Untuk anak-anak yang lebih besar, seperti antara usia 3 dan 6 tahun, perilaku seperti itu mungkin disebabkan oleh tidak pernah mempelajari cara-cara komunikasi yang tepat dan pantas, ketika anak dihadapkan pada situasi yang sulit.
Penyebab perilaku agresif mungkin disebabkan oleh salah satu atau semua hal berikut:
- Pertahanan diri
- Ditempatkan dalam situasi stres
- Kurangnya rutinitas
- Frustrasi atau kemarahan yang ekstrim
- Perkembangan wicara yang tidak memadai
- Stimulasi berlebihan
- Kelelahan
- Kurangnya pengawasan orang dewasa
- Mencerminkan perilaku agresif anak lain di sekitar mereka
2. Mempelajari faktor-faktor apa yang memicu perilaku buruk
Mama juga dapat memerhatikan anak, apakah ia menandakan isyarat melihat telah mengalami situasi yang buruk sehingga menimbulkan perilaku agresif.
Mempelajari sebanyak mungkin tentang faktor-faktor yang memicu perilaku buruk adalah cara tepat untuk mengatasinya ketika hal itu terjadi di lain waktu. Beberapa pertanyaan yang harus Mama perhatikan adalah:
- Siapa yang dipukul, digigit, atau ditendang oleh anak? Apakah ia melakukannya pada Mama saja atau satu teman secara khusus? Atau apakah ia cenderung agresif dengan siapa pun yang bersamanya? Jika terdapat salah satu orangnya, coba cari tahu apakah ada alasan mengapa anak menyerang orang tersebut, apakah seperti terlibat dalam permainan yang terlalu agresif, temperamen yang buruk, atau kurangnya aturan yang jelas sebelum permainan dimulai.

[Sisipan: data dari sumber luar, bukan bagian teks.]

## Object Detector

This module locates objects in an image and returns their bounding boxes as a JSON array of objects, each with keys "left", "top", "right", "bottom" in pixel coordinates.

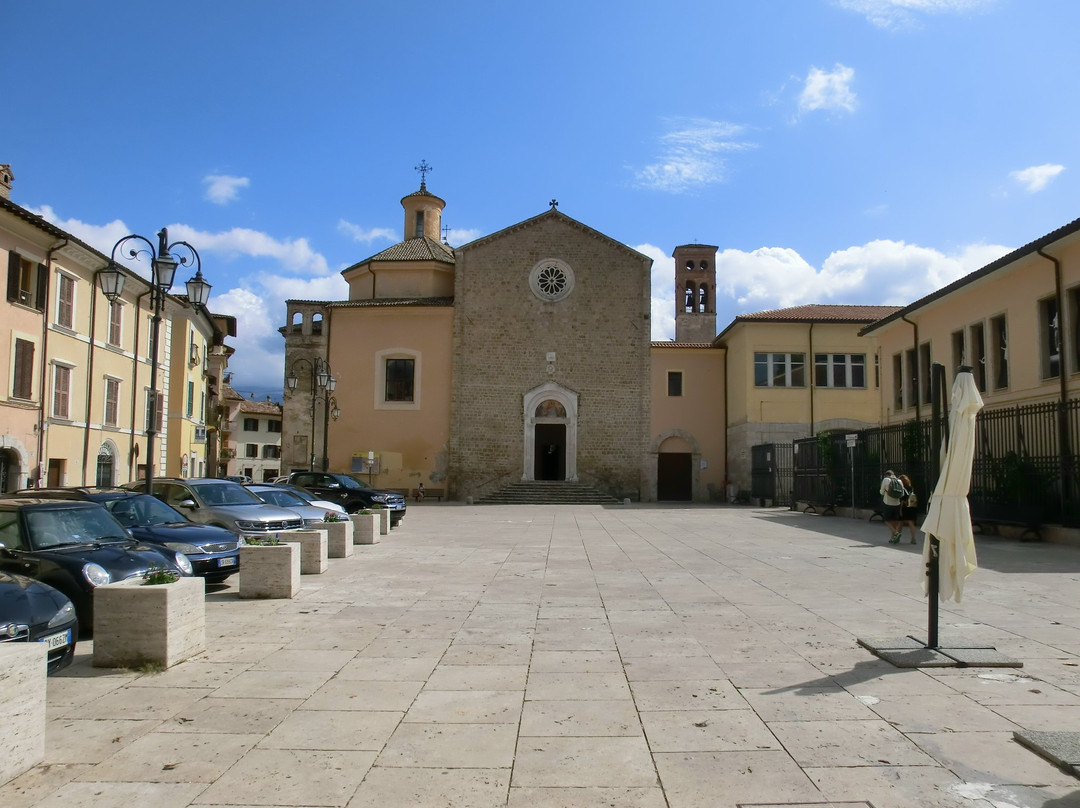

- Selain itu, apa yang tampaknya menyebabkan anak bertingkah agresif? Apakah itu dipicu oleh frustrasi, amarah, atau kegembiraan? Perhatikan apakah ada pola. Apakah anak bertindak seperti ini saat ada mainan, dan ia frustrasi untuk berbagi? Atau apakah ia menjadi agresif ketika ada terlalu banyak hal yang terjadi dan terlalu terstimulasi? Jika Mama mengamati situasi dengan cermat, kemungkinan besar akan melihat polanya.
- Terakhir, bagaimana agresivitasnya diekspresikan? Apakah melalui kata-kata marah atau melalui perilaku marah? Apakah anak menjadi agresif secara verbal terlebih dahulu dan kemudian secara fisik agresif, atau apakah respons pertamanya adalah menyerang dan menyerang?
Dengan menjawab pertanyaan-pertanyaan ini, Mama dapat memprosesnya sehingga berhasil membatasi perilaku agresif anak di masa depan.
3. Segera turun tangan dan hentikan
Melihat pertama kali tindakan anak menjadi agresif, segeralah turun tangan dan singkirkan ia dari situasi tersebut. Berhati-hatilah untuk tidak memberikan terlalu banyak perhatian kepada anak, agar tidak memberikan penguatan negatif apapun atas perilaku buruknya.
Anak tidak dapat mendengar penjelasan panjang tentang mengapa perilakunya menyinggung. Pernyataan sederhana namun tegas seperti, "Kami tidak menggigit orang lain" sudah cukup untuk mengalihkan perhatian ke korban.
Contoh terlalu banyak perhatian lainnya termasuk meneriaki anak saat memperhatikan korban, memaksa anak untuk segera meminta maaf atau terus berbicara dengan orangtua lain di sekitar tentang betapa malu atau marahnya Mama.
Namun, berusahalah untuk menghibur korban dan mengabaikan penyerang. Jika anak tidak bisa tenang, singkirkan ia dari situasi tersebut tanpa membuat Mama jadi marah. Saat anak tenang dan siap berbicara, Mama bisa mendiskusikan apa yang terjadi.
Jika tidak mungkin memisahkan anak dari area tersebut, Mama perlu mengajak anak pergi dari korban. Ini mengirimkan pesan bahwa Mama akan menemaninya ketika anak bisa tenang. Dengan melakukan ini, akan mengajari anak bahwa adalah tanggung jawabnya untuk belajar menenangkan dirinya dan bertindak dengan tepat.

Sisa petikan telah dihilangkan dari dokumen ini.